At a forum in Washington, housing counselors called the settlement "disastrous," and grilled its monitor, Joseph A. Smith, on why the banks are not disclosing data on race, ethnicity and geography that would show whether black and Hispanic communities hit hardest by the foreclosures crisis are getting the bulk of consumer relief.
"We should go to the banks and ask them to come clean. Let's push Jamie Dimon," the chief executive of JPMorgan Chase, said Mark Seifert, executive director of Empowering and Strengthening Ohio's People, a Cleveland housing group. "If the banks are aboveboard, they should be proud of what they're doing. The mere fact that they're being secretive about this is proof positive that they are lying to us."
Civil rights groups want the disclosure of data so they can see how banks are allocating the relief required by the national mortgage settlement signed in March 2012.
They say the banks are not abiding by the spirit of the settlement, which was supposed to help borrowers stay in their homes, and instead have given the bulk of relief through short sales and forgiveness of second liens, not principal reductions.
The notion that "a short sale is actually homeowner relief is outrageous," Seifert said.
Though Smith reiterated that banks get more credit for principal reductions and loan modifications, he admitted that the settlement "does not require allocation of benefits in any particular way."
"There is a fair amount of discretion that the servicers have," he said. "I can't promise you massive improvements quickly. The settlement itself is not big enough to solve all the problems. It's not designed to be the only principal reduction program."
The top five mortgage servicers—Bank of America, Citigroup, JPMorgan Chase, Wells Fargo and Ally Financial—signed the settlement with 49 state attorneys general and federal regulators to address servicing abuses that led to the robo-signing of foreclosure documents. They have already provided $5 billion in cash to state and federal regulators and must give another $20 billion in direct consumer relief and follow 304 servicing standards and reforms.
After meeting with Smith, housing counselors held a panel discussion where they lambasted a progress report Smith released last week. The report showed banks had allocated $46 billion in relief to 550,000 homeowners but short sales represented 46% of all consumer relief and second-lien writeoffs made up 27%. (Banks only receive partial credit for short sales and forgiving second liens, which explains the discrepancy between the size of the settlement and the $46 billion allocated.)
By contrast, the five mortgage servicers have so far cut principal on first-lien mortgages for 71,000 borrowers, or 13% of those that have received aid.

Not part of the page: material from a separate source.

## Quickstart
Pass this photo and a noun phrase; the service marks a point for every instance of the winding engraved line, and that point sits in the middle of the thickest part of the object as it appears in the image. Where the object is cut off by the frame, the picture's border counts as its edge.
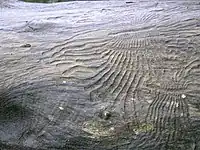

The banks, though, say the numbers are misleading. Though short sales make up an outsized portion of relief offered so far, the settlement caps the amount of credit banks can receive for short sales, says Tom Goyda, a spokesman for Wells Fargo. As a result, he anticipates that the majority of the San Francisco bank's commitment will come from refinances and modification programs.
Banks also point out that they have reduced second liens for 170,000 homeowners, or 31% of the total. At Bank of America, extinguishing second liens for eligible borrowers has, on average, lowered their debt by $70,000. More important, eliminating the lien removes any current or future claim the bank may have had to the property and to collect against the unpaid balance, said spokesman Dan Frahm.
"Releasing the lien places the borrower in a more reasonable position to make their first mortgage payment, or may put them in an immediate equity position or provide the benefits of accelerated restoration of their credit," he said. He added that borrowers who have received principal reductions to date have seen their loans reduced by an average of $160,000.
Still, short sales to date have made up 67% of the relief offered by JPMorgan Chase, 44% by Bank of America and 43% by Wells Fargo.
Seifert argued that short sales provide little benefit to borrowers. "When you do a short sale, the people buying these houses in our cities, after the banks destroyed our neighborhood, are investors," he said at the meeting in Washington sponsored by the National Council of La Raza, the large Hispanic advocacy group.
One housing counselor told Smith that mortgage servicers are asking homeowners who agreed to do a short sale to sign a separate contract that says they will have to pay the deficiency—the difference between their original mortgage and the short sale price of the home. Others counselors suggested that because servicers get credited based on the amount of principal forgiven, there is a preference to modify high-priced homes that are deeply underwater and not homes in lower-income communities.
"The credit that is being given for short sales and reducing seconds [liens] doesn't make any sense because there is no value for the homeowner," said Drew Astolfi, the state director of Faith Action for Community Equity, a Hawaii grassroots group. "I don't think that was the spirit of the settlement and I don't know how they're going to clean that up."